Although the presenter may not portray an actual named or historical character from the past while working in the homes, their appearance, actions, and manner of speaking attempt to evoke the past. The presenters are trained in thought and detail to give the visitor the impression that they have stepped into the past.

The kitchen was the busiest room in virtually every 19th century home, including the one in which Henry Ford was born.

They are taught to think about their lives as an 18th or 19th century person. However, except for the servers and hosts at the The Eagle Tavern, you will not find presenters practicing 1st person - speaking and acting as if they are from the past and not acknowledging the present - as is done in other open-air museums such as Plimouth Plantation or Colonial Williamsburg.

The only building that presenters speak in 1st person inside of Greenfield Village is the Eagle Tavern

Greenfield Village applies what I like to call 2nd person: the presenter is dressed in period clothing, doing period work, and carries themselves in a period manner but speaks to the public using modern language and terms, explaining the 'what,' 'how,' and 'why' of the chore at hand. This allows the visitor to learn of everyday life long-past in a fun and fascinating manner and gives the opportunity for questions.
By the way, it's at homes such as Firestone and Daggett that one can see how life was lived by each season of the year: plowing and planting in the spring (Springtime at Greenfield Village), summer chores, fall harvests, and preparing for winter. Each day of the week also follows the daily chores of times past: Monday wash day, Wednesday baking day, Sunday a more relaxed day to do needlepoint, &c.

Monday is wash day at Firestone Farm

At the J.R. Jones General Store, by the way, the presenters will ask the visitors what they are looking to purchase. Of course, nothing is actually for sale, but the docent will explain many of the items in hopes of "making a sale."

Although the actual antique items in the general store cannot really be sold, the proprietor will make the attempt

As for the rest of the homes that do not have period dress docents they will either have volunteers in the modern blue vests giving the tours, or a self-guided tour of the home with the rooms plexi-glassed off.
A few exceptions that the powers that be have made are the scenarios put on by professional actors portraying famous people in history.
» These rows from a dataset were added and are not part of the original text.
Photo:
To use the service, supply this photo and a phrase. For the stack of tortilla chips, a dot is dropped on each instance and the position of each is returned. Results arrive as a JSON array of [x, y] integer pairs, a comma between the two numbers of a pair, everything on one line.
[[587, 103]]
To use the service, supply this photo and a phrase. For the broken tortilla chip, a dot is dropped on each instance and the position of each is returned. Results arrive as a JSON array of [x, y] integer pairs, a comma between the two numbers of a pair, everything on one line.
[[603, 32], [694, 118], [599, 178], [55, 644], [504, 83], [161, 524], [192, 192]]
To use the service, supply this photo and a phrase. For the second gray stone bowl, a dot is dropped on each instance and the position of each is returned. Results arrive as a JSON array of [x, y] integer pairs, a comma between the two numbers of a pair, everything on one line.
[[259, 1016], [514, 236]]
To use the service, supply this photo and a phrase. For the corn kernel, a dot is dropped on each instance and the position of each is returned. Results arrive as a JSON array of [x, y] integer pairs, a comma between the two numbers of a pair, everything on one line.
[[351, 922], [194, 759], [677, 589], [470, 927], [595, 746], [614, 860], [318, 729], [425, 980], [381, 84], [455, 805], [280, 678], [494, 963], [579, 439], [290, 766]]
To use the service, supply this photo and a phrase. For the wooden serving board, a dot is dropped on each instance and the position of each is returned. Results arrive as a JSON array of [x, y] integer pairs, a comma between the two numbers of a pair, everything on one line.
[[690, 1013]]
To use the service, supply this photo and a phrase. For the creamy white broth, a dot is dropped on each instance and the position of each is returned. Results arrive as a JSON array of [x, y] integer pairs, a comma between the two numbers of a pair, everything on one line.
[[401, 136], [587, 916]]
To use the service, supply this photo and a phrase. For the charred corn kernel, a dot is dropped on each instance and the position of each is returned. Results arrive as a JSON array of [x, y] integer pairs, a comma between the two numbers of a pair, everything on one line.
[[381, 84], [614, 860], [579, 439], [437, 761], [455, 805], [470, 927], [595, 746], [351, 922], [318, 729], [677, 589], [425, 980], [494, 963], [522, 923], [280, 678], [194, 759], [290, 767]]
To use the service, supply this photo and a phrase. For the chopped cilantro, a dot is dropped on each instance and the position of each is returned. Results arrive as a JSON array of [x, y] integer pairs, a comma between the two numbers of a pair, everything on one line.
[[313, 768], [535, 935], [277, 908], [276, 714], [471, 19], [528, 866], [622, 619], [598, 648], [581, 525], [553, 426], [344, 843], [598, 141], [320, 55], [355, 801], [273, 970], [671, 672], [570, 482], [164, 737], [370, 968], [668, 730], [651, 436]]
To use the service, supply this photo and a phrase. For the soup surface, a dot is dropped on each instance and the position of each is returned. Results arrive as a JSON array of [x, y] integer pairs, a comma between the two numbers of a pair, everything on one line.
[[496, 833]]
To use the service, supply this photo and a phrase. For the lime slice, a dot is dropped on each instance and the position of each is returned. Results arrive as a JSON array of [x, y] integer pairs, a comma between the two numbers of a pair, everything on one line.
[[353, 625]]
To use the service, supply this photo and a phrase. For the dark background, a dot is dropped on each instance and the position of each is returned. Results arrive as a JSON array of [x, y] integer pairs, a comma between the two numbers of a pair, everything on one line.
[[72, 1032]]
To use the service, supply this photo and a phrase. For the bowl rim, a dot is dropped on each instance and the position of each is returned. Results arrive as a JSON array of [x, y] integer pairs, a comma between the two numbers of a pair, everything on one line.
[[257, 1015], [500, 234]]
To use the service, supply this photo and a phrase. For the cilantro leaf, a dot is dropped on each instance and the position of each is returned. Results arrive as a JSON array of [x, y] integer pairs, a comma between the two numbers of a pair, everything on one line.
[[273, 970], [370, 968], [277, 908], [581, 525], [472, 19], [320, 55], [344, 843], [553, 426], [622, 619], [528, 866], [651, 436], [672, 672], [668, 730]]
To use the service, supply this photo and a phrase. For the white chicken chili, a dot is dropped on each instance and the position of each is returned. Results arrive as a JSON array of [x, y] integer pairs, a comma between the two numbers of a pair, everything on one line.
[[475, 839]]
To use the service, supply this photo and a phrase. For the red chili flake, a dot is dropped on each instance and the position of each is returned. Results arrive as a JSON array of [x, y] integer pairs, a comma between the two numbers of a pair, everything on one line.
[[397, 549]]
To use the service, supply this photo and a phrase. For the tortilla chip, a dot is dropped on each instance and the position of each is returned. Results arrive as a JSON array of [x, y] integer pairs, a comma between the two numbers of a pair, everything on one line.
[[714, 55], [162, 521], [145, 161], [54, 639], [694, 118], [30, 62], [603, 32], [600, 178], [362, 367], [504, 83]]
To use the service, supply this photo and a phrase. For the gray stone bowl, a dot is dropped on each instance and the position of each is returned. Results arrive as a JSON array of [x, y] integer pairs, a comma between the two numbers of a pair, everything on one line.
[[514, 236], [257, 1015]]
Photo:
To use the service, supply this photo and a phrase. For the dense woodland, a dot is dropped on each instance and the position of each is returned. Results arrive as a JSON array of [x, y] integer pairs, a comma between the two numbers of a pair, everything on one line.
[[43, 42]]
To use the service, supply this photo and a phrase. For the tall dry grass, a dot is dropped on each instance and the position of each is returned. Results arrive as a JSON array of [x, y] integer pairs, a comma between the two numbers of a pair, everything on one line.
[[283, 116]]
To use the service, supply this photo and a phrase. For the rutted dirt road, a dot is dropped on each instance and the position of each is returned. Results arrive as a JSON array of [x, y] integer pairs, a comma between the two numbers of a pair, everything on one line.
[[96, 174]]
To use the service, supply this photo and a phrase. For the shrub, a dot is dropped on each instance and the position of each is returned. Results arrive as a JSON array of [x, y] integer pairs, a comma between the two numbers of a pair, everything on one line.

This has been done at the Wright Bros. and at Menlo Park.

The Wright brothers with their sister put on a historical play to visitors explaining their adventures at Kitty Hawk in 1903. This is one of only a few presentation done in this manner.

It's always surprised me that they do not use a period dress docent at the Sarah Jordan Boarding House - I believe that could add quite a bit to the atmosphere, especially if they use a 1st to 2nd person female presenter.

Because of the large variety of buildings, because of Greenfield Village's promise of authenticity, and because of the mission to teach accurately the daily life of those from America's past, one can visit the Village frequently throughout the year and never fail to learn something new.